Natural resources provide goods and services that are in many cases characterized as public goods or common pool resources. In these situations of non-excludability, overexploitation has been traditionally predicted (Hardin, 1968; Olson, 1971). This lead to a strong involvement of central governments in the provision and regulation access to these type of resources. More recent work has shown that generalizing governmental participation as a solution to the problem of the commons is incorrect, and sometimes might result in inefficiencies in managing these results, compared to cases in which the beneficiaries organized themselves to create suitable local institutions to regulate access (Ostrom, 1990).
Nowadays there is a generalized trend towards the promotion of decentralized arraignments for natural resource management, mostly due to the proven reduced local administrative capacity of central governments, shortage of government funding and also pressure to democratize the distribution of responsibilities and benefits by involving the local beneficiaries (Ribot, 2002; Ribot, 2004; Knox and Meinzen-Dick, 2001). Despite this trend, desentralization has also shown significant drawbacks and problems, and success seems to depend n local characteristics (Ribot, 2002; Ribot, 2004; Andersson and Gibson, 2004 Vermillion, 1997).

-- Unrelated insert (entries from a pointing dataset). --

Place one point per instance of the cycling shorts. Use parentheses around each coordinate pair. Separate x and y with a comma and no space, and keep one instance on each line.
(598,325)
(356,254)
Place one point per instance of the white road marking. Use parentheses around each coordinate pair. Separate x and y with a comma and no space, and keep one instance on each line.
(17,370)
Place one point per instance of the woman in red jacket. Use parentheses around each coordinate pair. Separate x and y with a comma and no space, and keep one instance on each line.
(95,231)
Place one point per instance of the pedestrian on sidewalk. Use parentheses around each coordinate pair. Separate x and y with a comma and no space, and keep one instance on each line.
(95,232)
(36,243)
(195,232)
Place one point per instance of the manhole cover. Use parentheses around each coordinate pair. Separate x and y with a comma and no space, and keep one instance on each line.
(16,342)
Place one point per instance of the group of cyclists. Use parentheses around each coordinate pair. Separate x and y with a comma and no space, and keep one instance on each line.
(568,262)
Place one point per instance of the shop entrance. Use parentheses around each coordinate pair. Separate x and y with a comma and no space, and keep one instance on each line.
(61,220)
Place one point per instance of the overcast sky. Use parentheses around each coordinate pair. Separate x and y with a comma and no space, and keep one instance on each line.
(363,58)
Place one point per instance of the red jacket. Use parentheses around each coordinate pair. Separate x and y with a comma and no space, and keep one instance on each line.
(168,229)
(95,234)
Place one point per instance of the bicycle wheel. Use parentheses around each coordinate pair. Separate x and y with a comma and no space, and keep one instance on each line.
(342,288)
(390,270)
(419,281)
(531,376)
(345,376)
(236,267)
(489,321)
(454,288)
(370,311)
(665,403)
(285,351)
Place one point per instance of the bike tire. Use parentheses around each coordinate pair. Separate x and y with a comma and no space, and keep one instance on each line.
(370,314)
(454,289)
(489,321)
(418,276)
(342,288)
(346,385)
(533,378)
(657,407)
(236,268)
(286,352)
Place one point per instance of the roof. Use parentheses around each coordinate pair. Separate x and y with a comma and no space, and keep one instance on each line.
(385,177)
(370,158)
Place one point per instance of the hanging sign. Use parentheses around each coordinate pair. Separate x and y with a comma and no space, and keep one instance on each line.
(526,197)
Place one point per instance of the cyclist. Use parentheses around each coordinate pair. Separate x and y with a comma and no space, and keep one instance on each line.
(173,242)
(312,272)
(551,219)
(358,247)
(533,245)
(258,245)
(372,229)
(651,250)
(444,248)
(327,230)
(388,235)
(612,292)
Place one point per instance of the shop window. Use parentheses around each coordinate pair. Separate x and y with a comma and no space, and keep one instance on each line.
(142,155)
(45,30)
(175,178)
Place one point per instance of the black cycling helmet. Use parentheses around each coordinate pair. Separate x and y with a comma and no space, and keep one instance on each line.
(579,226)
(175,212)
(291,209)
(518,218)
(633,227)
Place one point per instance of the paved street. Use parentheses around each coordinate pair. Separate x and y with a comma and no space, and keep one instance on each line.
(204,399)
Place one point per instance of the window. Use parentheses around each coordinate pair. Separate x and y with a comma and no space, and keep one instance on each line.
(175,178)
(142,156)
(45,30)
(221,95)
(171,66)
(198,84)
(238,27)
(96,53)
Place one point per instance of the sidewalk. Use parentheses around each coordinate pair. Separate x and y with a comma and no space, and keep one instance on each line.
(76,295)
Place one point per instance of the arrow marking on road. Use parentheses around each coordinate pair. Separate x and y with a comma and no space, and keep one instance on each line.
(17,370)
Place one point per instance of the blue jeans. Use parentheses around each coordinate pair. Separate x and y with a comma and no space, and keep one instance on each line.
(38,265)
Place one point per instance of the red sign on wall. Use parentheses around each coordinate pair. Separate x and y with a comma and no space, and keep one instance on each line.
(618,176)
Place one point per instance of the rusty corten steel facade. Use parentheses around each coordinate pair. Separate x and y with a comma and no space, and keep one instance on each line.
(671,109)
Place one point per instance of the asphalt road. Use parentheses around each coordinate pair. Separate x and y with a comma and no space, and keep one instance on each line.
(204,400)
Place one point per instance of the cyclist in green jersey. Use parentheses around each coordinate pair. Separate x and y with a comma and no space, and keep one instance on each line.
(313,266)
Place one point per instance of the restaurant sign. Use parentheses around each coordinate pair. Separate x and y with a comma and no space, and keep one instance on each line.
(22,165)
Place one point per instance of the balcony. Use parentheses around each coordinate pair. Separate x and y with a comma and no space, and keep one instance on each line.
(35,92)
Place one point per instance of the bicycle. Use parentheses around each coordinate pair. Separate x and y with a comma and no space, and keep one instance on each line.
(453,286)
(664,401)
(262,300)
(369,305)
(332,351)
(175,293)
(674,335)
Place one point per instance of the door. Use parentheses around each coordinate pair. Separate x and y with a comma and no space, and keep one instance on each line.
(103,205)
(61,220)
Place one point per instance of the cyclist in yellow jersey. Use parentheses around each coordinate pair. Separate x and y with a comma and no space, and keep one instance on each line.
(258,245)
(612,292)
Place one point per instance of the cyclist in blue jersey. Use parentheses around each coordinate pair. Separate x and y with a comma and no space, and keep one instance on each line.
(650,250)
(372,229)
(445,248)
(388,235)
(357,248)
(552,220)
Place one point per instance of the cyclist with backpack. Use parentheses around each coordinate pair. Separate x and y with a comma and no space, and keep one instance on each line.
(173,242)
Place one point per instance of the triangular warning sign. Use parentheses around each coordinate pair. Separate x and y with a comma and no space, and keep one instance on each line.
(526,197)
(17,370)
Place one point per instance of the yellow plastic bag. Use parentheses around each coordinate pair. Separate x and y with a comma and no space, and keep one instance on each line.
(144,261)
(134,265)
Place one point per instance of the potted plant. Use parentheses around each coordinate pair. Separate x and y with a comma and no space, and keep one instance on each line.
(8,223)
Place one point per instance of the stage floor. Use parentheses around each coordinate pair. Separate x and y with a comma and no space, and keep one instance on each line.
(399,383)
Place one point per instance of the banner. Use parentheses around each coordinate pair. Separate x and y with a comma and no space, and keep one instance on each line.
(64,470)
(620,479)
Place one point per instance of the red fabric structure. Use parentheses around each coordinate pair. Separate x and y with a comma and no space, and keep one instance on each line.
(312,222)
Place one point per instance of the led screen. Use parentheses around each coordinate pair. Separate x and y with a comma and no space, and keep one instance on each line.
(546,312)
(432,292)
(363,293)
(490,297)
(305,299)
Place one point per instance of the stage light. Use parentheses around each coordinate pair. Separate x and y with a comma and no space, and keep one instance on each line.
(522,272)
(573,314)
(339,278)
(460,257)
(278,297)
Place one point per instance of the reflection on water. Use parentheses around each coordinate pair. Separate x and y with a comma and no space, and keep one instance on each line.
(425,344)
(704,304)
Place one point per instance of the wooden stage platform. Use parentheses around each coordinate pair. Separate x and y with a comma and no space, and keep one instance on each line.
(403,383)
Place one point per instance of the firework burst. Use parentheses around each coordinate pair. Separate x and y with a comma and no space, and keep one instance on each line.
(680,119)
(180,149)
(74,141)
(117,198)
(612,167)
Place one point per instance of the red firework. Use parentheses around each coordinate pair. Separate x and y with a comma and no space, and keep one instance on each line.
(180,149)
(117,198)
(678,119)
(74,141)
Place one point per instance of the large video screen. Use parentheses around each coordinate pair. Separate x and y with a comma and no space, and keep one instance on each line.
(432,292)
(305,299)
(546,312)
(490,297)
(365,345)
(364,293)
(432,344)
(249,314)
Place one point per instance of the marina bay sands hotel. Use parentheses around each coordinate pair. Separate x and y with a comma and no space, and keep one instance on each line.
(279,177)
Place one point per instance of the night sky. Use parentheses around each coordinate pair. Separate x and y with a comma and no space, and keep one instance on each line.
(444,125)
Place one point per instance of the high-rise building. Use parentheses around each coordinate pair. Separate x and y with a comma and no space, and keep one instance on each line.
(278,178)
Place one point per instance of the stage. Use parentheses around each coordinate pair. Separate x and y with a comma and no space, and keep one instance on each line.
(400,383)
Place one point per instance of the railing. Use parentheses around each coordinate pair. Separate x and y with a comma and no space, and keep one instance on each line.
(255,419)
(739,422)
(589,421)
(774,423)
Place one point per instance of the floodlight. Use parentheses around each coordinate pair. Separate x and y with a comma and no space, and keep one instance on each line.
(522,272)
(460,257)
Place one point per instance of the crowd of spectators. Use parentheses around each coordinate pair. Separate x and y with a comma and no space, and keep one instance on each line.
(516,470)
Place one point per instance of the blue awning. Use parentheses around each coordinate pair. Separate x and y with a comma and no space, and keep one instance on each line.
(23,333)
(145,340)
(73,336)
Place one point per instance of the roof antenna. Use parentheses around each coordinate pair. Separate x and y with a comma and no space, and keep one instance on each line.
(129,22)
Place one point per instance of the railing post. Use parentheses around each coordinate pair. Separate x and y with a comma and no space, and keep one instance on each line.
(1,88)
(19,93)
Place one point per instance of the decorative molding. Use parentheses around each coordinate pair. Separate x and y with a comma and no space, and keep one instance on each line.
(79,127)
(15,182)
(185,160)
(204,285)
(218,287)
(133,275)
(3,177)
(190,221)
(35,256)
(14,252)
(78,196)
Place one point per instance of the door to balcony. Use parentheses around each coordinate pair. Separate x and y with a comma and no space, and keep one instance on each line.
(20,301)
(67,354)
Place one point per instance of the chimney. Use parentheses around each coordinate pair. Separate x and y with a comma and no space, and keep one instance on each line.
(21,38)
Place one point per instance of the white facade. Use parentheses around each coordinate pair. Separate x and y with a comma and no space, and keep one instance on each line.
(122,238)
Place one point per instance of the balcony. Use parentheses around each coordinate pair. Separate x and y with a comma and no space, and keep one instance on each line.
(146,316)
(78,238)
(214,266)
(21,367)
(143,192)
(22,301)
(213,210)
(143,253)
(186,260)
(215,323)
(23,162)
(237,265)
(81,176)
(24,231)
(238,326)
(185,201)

More specific the project wants to construct a conceptual model for the evaluation of the performance of a local organization involved in the provision of a public good, including a clear operational definition of success. In addition, compare the performance of selected ASADAS both among themselves but also against more centralized initiatives, to finally make recommendations for improvements bases on the statistical and econometric analysis of the data collected.